Poisons on public lands killing rare forest creatures

UCD researcher Mourad Gabriel with a sedated fisher. Poisons being used on public lands are killing rare animals. (Courtesy UC Davis)

Here’s the link to the story. I wonder if this poison also impacts other carnivorous avian and mammalian species?
Below is an excerpt.

Rat poison used on illegal marijuana farms may be sickening and killing the fisher, a rare forest carnivore that makes its home in some of the most remote areas of California, according to a team of researchers led UC Davis veterinary scientists.

Researchers discovered commercial rodenticide in dead fishers in Humboldt County near Redwood National Park and in the southern Sierra Nevada in and around Yosemite National Park. The study, published July 13 in the journal PLoS ONE, says illegal marijuana farms are a likely source. Some marijuana growers apply the poisons to deter a wide range of animals from encroaching on their crops.

Fishers in California, Oregon and Washington have been declared a candidate species for listing under the federal Endangered Species Act.

Fishers, a member of the weasel family, likely become exposed to the rat poison when eating animals that have ingested it. The fishers also may consume rodenticides directly, drawn by the bacon, cheese and peanut butter “flavorizers” that manufacturers add to the poisons. Other species, including martens, spotted owls, and Sierra Nevada red foxes, may be at risk from the poison, as well.

In addition to UCD, the study involved researchers from the nonprofit Integral Ecology Research Center, UC Berkeley, United States Forest Service, Wildlife Conservation Society, Hoopa Tribal Forestry, and California Department of Fish and Game

8 thoughts on “Poisons on public lands killing rare forest creatures”

  1. I wonder if this poison also impacts other carnivorous avian and mammalian species?

    Yes it does, anticoagulant rodenticides are stored in tissue leaving secondary consumers such as raptors, terrestrial carnivores or even carrion eaters like vultures to be potentially exposed.

  2. It seems like many endangered wildlife species (like spotted owls, grizzly bear, wolves, lynx) but hopefully aren’t living around marijuana plantations.

    • Unfortunately, many of these species like spotted owls, great gray owls, martens, Sierra Nevada red foxes, the new wolf in California, all live within or overlap the fishers current range in the state.

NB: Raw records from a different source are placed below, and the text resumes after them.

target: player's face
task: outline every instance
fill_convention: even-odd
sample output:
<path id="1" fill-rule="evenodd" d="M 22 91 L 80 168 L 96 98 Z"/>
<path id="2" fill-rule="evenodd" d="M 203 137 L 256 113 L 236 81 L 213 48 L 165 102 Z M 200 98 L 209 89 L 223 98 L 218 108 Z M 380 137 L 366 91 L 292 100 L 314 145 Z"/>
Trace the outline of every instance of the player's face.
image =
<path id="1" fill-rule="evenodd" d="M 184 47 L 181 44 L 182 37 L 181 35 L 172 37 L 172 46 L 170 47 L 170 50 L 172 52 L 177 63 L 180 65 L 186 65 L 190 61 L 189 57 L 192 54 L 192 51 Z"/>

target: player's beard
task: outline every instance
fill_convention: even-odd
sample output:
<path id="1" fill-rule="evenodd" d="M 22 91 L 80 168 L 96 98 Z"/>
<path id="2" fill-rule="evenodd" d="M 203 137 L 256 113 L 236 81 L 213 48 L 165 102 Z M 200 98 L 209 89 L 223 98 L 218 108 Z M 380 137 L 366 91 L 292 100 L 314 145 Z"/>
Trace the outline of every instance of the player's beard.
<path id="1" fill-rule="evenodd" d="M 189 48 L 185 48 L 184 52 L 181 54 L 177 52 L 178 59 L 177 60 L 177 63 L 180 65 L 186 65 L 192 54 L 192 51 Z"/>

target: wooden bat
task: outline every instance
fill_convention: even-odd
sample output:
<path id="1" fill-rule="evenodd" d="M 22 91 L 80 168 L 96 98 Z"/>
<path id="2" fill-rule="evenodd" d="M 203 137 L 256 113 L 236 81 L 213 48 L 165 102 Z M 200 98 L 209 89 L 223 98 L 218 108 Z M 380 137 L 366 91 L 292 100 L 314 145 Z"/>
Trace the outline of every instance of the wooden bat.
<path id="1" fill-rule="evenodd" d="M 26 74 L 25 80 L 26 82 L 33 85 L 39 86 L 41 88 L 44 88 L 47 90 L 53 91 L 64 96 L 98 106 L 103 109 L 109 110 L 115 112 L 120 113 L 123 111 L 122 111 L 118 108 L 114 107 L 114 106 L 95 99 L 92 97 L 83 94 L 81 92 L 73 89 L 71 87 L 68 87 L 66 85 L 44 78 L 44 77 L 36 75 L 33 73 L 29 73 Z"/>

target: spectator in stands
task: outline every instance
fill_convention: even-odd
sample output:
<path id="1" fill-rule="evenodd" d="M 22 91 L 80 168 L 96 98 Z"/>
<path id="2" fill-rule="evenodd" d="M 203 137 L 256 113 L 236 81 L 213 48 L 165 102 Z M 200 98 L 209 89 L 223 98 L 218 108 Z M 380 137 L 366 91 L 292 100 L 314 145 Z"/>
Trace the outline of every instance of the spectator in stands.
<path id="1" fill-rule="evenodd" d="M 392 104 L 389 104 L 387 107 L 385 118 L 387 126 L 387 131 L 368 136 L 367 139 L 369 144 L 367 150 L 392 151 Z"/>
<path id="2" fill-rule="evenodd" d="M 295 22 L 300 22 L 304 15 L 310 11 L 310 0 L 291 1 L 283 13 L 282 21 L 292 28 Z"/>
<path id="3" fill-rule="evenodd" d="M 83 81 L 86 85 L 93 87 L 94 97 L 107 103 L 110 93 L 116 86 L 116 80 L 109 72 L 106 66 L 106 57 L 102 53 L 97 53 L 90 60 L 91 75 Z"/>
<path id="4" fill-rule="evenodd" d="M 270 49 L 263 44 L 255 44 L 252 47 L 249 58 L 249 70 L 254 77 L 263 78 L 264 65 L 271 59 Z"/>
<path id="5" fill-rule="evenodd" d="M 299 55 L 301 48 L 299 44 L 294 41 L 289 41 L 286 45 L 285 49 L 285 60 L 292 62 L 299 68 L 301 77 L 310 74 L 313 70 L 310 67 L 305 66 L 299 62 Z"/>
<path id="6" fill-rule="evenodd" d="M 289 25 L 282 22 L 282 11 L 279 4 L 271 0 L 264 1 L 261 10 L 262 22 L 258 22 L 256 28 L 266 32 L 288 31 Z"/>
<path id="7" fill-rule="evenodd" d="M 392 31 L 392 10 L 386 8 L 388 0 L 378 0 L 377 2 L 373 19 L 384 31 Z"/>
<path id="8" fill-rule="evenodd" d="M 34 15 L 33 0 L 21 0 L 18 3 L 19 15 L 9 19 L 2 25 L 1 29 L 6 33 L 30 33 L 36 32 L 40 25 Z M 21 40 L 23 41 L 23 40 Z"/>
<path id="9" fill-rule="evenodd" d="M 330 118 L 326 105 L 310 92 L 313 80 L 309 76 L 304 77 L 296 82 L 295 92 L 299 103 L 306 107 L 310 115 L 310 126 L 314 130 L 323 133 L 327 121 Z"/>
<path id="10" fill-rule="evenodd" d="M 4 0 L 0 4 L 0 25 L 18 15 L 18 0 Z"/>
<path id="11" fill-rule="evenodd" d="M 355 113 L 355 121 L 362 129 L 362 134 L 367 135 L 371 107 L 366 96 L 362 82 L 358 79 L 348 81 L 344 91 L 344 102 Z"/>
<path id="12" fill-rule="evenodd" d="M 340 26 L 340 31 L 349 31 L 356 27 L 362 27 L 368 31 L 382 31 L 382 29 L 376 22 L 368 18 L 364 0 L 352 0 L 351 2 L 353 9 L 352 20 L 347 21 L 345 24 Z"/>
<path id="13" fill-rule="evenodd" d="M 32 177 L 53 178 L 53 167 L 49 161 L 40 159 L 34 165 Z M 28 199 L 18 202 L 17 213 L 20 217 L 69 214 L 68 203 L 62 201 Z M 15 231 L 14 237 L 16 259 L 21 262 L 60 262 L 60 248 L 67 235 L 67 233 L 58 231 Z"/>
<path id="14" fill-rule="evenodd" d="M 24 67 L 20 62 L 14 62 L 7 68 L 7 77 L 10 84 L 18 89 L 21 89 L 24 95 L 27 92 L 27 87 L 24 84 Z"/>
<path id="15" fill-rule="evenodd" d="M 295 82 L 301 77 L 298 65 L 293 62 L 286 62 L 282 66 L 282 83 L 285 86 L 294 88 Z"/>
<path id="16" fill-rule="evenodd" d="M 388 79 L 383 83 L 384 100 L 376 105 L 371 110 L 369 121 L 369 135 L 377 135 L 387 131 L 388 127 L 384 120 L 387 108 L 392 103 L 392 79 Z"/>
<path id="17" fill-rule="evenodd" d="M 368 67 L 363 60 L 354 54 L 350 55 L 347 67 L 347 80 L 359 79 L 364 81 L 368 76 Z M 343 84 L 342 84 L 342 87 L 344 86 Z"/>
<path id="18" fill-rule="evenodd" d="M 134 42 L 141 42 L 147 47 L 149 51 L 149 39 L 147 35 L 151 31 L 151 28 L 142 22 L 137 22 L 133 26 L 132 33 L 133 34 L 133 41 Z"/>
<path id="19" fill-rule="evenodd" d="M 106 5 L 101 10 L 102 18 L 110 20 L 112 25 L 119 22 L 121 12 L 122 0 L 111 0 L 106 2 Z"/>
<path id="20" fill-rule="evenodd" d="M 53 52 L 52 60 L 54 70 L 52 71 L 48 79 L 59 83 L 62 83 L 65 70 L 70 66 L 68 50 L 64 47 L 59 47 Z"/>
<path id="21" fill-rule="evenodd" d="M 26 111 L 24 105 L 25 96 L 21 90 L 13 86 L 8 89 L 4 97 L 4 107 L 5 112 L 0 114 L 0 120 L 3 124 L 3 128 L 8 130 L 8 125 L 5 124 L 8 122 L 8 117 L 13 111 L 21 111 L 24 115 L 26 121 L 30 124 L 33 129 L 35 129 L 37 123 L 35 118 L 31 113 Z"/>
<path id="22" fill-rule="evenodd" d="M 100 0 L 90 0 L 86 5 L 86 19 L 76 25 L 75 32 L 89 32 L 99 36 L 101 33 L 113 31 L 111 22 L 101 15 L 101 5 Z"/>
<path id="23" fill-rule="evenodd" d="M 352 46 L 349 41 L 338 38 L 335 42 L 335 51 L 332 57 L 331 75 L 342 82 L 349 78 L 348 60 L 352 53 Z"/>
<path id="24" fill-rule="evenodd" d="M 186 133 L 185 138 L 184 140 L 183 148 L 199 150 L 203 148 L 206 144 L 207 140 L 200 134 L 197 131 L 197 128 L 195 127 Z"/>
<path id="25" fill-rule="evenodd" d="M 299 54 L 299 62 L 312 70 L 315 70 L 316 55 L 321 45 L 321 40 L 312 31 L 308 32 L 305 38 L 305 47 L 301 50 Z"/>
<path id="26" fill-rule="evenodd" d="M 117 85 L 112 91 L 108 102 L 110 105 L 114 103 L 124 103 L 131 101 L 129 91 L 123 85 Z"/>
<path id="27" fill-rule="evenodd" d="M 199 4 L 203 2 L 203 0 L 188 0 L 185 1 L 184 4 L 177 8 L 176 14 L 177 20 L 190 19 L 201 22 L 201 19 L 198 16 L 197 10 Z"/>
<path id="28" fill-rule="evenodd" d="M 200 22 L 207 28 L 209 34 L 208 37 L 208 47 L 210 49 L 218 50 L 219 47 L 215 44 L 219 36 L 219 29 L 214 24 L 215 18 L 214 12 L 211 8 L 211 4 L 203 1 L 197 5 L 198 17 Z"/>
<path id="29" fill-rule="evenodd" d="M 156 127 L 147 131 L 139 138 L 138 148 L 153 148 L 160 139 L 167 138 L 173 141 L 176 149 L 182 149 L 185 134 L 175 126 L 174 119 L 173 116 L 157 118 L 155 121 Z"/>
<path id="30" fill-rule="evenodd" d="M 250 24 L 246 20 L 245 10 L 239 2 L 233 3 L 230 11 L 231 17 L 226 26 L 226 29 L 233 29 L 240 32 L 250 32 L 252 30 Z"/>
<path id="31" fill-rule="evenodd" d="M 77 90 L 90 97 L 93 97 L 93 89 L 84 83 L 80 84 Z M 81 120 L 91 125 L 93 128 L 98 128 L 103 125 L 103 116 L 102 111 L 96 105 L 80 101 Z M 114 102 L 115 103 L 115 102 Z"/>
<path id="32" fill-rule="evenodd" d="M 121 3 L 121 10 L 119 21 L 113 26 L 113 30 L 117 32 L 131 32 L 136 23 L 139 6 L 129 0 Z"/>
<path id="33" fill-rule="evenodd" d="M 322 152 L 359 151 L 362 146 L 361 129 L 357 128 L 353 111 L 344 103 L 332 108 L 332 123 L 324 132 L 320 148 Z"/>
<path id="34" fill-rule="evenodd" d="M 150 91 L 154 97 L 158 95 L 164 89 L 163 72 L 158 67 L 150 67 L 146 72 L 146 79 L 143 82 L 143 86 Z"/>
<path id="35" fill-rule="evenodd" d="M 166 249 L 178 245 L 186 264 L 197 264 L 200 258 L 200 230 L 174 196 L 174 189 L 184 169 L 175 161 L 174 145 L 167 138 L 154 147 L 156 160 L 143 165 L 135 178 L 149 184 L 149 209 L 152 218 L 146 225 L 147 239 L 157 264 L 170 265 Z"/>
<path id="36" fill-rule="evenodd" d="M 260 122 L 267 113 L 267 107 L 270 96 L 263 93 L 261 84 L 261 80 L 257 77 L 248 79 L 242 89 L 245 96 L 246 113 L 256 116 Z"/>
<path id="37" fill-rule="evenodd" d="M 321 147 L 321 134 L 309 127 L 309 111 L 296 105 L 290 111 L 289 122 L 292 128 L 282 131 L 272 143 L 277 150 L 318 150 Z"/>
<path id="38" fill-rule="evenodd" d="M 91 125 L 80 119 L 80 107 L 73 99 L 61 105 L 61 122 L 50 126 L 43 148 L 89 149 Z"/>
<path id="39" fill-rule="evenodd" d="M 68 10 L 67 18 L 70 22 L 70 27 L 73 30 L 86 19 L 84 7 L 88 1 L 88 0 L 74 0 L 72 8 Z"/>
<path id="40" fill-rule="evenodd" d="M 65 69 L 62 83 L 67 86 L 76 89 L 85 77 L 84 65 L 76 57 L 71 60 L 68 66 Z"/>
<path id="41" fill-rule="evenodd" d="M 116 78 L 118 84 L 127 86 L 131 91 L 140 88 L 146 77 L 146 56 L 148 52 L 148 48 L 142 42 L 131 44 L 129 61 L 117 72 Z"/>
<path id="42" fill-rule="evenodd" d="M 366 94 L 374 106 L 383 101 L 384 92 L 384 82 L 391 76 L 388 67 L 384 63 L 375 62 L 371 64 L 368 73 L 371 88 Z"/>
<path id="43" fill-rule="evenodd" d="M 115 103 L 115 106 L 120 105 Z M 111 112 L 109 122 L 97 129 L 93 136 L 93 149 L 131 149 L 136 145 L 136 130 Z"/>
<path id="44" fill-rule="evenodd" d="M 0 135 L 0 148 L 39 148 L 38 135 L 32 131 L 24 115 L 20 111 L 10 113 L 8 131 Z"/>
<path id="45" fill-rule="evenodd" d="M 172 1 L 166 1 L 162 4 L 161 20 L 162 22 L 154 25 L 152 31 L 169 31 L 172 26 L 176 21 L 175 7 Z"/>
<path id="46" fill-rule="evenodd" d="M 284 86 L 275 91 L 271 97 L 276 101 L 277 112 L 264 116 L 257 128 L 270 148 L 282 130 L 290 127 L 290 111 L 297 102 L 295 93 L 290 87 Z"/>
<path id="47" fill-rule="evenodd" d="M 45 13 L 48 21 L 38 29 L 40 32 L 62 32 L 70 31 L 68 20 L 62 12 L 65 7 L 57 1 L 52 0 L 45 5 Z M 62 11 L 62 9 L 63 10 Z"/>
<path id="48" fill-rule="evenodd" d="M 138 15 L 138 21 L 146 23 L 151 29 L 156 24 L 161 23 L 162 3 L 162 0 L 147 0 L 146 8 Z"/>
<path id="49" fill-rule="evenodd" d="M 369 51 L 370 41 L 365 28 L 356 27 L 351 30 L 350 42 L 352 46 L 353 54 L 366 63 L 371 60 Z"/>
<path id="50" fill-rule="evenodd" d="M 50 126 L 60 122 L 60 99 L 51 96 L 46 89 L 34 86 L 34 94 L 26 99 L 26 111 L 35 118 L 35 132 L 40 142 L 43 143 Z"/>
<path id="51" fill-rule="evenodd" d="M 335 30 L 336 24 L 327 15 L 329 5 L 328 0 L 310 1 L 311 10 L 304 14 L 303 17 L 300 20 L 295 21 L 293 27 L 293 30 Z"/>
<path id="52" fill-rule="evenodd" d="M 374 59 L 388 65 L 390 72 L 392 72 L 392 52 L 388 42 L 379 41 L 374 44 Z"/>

Therefore all of them since they share the same prey are at risk of being exposed to these toxicants.

  3. Maybe this is an ISSUE WE CAN ALL AGREE ON- public safety, recreation and wildlife are all lined up.. how about Coalition Against Marijuana on Public Land? We could lobby for more law enforcement $$..

    • I hope you mean “Coalition Against Growing Marijuana on Public Land.” For those of us who remember the “sixties” it would be a shame to come out against smoking a little weed to enhance recreation pleasures. 🙂

    • Perhaps we can all agree that growing marijuana on public land is a bad idea. I don’t think more money for law enforcement will solve the problem though. The “war on drugs” has been an abject failure in so many ways. Let’s make it legal and tax the heck out of it.

      • That’s a good point. Perhaps the things we agree are problems are pieces of BIG problems, outside our natural resource/public land “circle of influence”. Which may
        leaves us passionately debating over which deck chair to move where (600 acre commercial thinning, anyone?) while the ship is sinking. Just a thought.